One fight scene takes place in a refrigerator factory and our heroes seemingly put down one of the bad guy's henchmen, Ho, who is built like a brick shithouse. Towards the end of the movie Ho quite remarkably regains consciousness and makes his way to the police station where the two heroes are locked in mortal combat with two really bad baddies. Thus we get this five-way conflagration that was chaotic fun until it wasn't.
I knew what I was getting into here and went because I wanted to spend time with my friend. And these types of movies aren't torture. The theater was, I think, the smallest at Point but it was fairly well populated.
Coming soon, 7 Juni 2026
Seen at a screening of Backrooms at Flix Brewhouse.
I enjoyed Backrooms quite a bit and intend to watch the web series it is based upon. No doubt it has led to the word "liminal" being added to the vocabularies of millions who missed Exit 8.
The movie's strength was the mystery of the backrooms and all the unheimlichy goodness therein. But I suppose it needed some kind of plot, some kind of hook so that it didn't go too far down the path of Inland Empire obscurity.
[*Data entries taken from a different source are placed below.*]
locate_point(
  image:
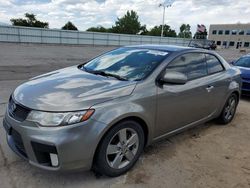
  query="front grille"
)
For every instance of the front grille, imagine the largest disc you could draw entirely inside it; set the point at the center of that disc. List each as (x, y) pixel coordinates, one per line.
(18, 142)
(17, 111)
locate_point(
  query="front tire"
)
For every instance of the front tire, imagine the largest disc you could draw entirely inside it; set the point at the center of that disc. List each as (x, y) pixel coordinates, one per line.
(120, 148)
(229, 110)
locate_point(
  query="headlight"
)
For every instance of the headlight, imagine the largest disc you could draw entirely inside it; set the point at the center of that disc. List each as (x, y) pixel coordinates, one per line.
(49, 119)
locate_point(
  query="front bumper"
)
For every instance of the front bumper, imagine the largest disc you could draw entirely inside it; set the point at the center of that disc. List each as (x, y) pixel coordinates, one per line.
(73, 145)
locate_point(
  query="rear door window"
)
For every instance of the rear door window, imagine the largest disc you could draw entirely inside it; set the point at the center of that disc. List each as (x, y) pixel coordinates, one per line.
(213, 64)
(193, 65)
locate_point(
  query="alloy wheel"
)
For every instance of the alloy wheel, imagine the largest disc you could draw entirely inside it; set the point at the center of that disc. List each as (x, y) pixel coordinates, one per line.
(122, 148)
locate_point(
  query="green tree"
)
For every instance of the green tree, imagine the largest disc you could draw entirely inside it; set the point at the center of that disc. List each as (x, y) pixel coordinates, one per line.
(128, 24)
(29, 21)
(167, 31)
(185, 31)
(69, 26)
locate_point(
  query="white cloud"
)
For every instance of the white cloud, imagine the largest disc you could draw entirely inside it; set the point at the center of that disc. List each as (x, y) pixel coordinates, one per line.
(88, 13)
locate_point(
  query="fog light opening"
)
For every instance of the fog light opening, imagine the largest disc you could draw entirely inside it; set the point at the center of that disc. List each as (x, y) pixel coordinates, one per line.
(54, 159)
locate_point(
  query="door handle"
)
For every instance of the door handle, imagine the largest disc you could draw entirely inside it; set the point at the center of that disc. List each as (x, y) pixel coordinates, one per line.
(209, 88)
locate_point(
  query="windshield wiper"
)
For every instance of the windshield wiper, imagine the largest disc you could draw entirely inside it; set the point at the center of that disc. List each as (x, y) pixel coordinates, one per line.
(102, 73)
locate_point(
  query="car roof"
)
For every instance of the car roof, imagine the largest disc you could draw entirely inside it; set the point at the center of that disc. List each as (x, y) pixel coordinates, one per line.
(167, 48)
(247, 55)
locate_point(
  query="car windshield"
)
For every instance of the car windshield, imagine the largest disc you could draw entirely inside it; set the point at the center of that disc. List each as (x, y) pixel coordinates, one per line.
(243, 62)
(126, 63)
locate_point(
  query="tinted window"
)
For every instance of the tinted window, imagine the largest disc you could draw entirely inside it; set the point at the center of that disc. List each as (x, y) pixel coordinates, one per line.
(127, 63)
(227, 32)
(193, 65)
(246, 44)
(234, 32)
(213, 64)
(241, 32)
(231, 43)
(243, 62)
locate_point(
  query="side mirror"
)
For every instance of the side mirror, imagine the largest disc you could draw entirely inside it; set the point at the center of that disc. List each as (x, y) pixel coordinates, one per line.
(172, 77)
(232, 62)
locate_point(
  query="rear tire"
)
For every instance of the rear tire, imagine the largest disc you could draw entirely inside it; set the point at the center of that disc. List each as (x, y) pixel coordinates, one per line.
(229, 110)
(120, 148)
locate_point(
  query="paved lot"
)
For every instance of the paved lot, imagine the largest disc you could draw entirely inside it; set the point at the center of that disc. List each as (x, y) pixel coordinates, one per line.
(206, 156)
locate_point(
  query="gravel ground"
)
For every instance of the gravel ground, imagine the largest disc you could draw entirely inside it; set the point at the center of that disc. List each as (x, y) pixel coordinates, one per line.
(206, 156)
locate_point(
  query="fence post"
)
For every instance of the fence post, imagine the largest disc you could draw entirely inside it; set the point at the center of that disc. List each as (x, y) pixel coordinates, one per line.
(78, 37)
(19, 35)
(60, 36)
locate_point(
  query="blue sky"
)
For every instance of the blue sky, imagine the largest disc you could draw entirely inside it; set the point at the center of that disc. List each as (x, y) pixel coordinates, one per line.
(88, 13)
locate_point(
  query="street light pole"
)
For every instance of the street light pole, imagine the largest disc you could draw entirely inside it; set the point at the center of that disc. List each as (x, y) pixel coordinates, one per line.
(163, 18)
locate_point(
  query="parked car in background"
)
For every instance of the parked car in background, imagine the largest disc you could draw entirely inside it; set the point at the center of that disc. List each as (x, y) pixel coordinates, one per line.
(101, 114)
(243, 64)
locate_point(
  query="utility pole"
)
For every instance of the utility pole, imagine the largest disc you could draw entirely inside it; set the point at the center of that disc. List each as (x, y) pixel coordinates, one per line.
(164, 5)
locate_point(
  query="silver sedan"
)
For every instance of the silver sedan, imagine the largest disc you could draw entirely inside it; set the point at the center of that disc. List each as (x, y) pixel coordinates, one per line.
(100, 115)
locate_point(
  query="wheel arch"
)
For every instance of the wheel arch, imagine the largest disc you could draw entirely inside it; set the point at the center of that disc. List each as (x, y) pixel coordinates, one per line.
(137, 119)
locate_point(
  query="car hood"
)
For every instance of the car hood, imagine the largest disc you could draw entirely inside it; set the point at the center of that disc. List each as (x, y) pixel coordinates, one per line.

And so we open with scenes demonstrating that scientists are investigating the titular spaces before we are introduced to Clark, who runs a furniture store, the basement of which has a door to the backrooms. Clark also has a failing marriage but a good relationship with the bottle, the latter much to the chagrin of his therapist.
Clark investigates the backrooms and lures a couple of his employees into helping him. As you can imagine, things go wrong and Clark descends into madness. His therapist, Mary, investigates and discovers the backrooms. She eventually finds her patient and learns that, while he may have been right about the seemingly impossible liminal space he rambled on about in his therapy sessions, he has also lost touch with reality, however weird it truly is. There's a hideously perverted Alice in Wonderland tea party type of scene in which we come to understand that Clark has completely lost it and we also learn the identity of the monster we've only heard and seen brief glimpses of until now.
Mary eventually escapes and is captured by researchers from the Async Research Institute. In a Lovecraftian type of scene ("The Statement of Mary Kline"?), Mary is seated across a table from an Async scientist who offers her some modest explanations to complement her own experiences.
The whole Async angle seemed superfluous to me. It broke the spell a bit. People wandering the (non-Euclidian?) backrooms was spooky and unnerving, their madness when confronted with such an enigma understandable. Clark's explanation of the space as a faulty copy of reality was enough. Knowing that experts are on the case takes the edge off things. Now, if, like in the Southern Reach series, the Async investigations had all ended horribly, that would preserve the mystery, maintain the enigma for me. But their investigations seem to be far-reaching and ongoing.
Still, it should be said that Backrooms kept most of the mystery alive. It, thankfully, didn't have the Async boffin offer a thorough explanation. Creepy, uncanny, some potential non-Euclidian geometry, and descent into madness when confronted with the unknowable, Backrooms has all the trappings of a Lovecraftian tale - it just moves the setting from early 20th century New England to 1990s suburbia.